There's been some comment discussion as to whether a couple of questions e.g. this one and this one have been on topic.

In my opinion:

  1. We should take care not to readily dismiss technical questions as being 'programming related'.

  2. It's worth asking whether (even if the question mentions a specific technique) it could be answered with reference to open issues in AI.

For example, quite a number of questions (most of which have, in my opinion rightly, been left open without issue) are concerned with how to choose features for learning. In one respect, this is the single biggest issue facing AI: the current vogue for DL approaches is precisely because of the progress they claim in this area.

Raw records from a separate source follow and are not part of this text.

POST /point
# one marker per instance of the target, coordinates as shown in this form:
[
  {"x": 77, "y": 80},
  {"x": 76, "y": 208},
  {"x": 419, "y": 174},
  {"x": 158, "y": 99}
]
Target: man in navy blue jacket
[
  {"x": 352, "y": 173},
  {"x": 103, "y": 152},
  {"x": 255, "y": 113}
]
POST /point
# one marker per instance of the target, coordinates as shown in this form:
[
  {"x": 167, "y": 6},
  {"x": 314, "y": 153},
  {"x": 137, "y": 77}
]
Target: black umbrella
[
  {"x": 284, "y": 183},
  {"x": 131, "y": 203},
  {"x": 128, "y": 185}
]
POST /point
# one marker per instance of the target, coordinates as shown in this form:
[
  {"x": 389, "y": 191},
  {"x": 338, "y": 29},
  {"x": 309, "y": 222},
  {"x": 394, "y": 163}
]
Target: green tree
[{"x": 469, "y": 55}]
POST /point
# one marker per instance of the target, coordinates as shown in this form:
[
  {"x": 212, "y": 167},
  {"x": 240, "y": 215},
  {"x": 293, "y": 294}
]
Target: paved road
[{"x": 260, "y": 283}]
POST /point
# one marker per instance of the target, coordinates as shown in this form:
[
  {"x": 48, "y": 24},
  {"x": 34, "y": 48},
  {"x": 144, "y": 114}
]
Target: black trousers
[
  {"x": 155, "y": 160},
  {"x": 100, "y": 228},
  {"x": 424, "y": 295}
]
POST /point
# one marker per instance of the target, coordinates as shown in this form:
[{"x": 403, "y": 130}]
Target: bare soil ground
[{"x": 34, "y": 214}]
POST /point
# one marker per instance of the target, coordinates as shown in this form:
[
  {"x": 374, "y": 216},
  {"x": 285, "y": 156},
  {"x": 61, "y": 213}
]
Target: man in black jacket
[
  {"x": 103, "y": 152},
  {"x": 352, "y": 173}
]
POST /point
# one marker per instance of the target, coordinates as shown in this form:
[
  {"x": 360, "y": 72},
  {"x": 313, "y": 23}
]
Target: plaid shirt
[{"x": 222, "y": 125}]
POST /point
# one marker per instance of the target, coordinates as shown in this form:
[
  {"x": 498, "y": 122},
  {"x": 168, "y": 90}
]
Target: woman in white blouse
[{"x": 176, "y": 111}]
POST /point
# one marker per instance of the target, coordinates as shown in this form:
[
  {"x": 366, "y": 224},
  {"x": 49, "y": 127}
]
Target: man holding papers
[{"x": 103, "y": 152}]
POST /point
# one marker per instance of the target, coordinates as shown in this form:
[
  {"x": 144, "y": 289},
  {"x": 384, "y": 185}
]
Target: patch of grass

In particular: the data science community has not solved this problem - they are in general consumers of relatively stable research, rather than at the cutting edge, as is the case for AI.

Hence, we maybe shouldn't dismiss these things as implementation if they can usefully be treated conceptually.

Perhaps we can use "Is this a solved problem (in research terms)" as a heuristic to help us here. There's certainly precident for this: it is precisely the distinction between the 'Mathematics' and 'Math Overflow' SE sites.


2 Answers 2


I would say that it's a judgment call on a case by case basis. I don't think there's a simple rule you can implement that can capture all of the nuance involved here. My feeling is, unless you say with pretty close to absolute certainty that a question which includes code would get a better answer somewhere else, it's better to err on the side of leaving it alone.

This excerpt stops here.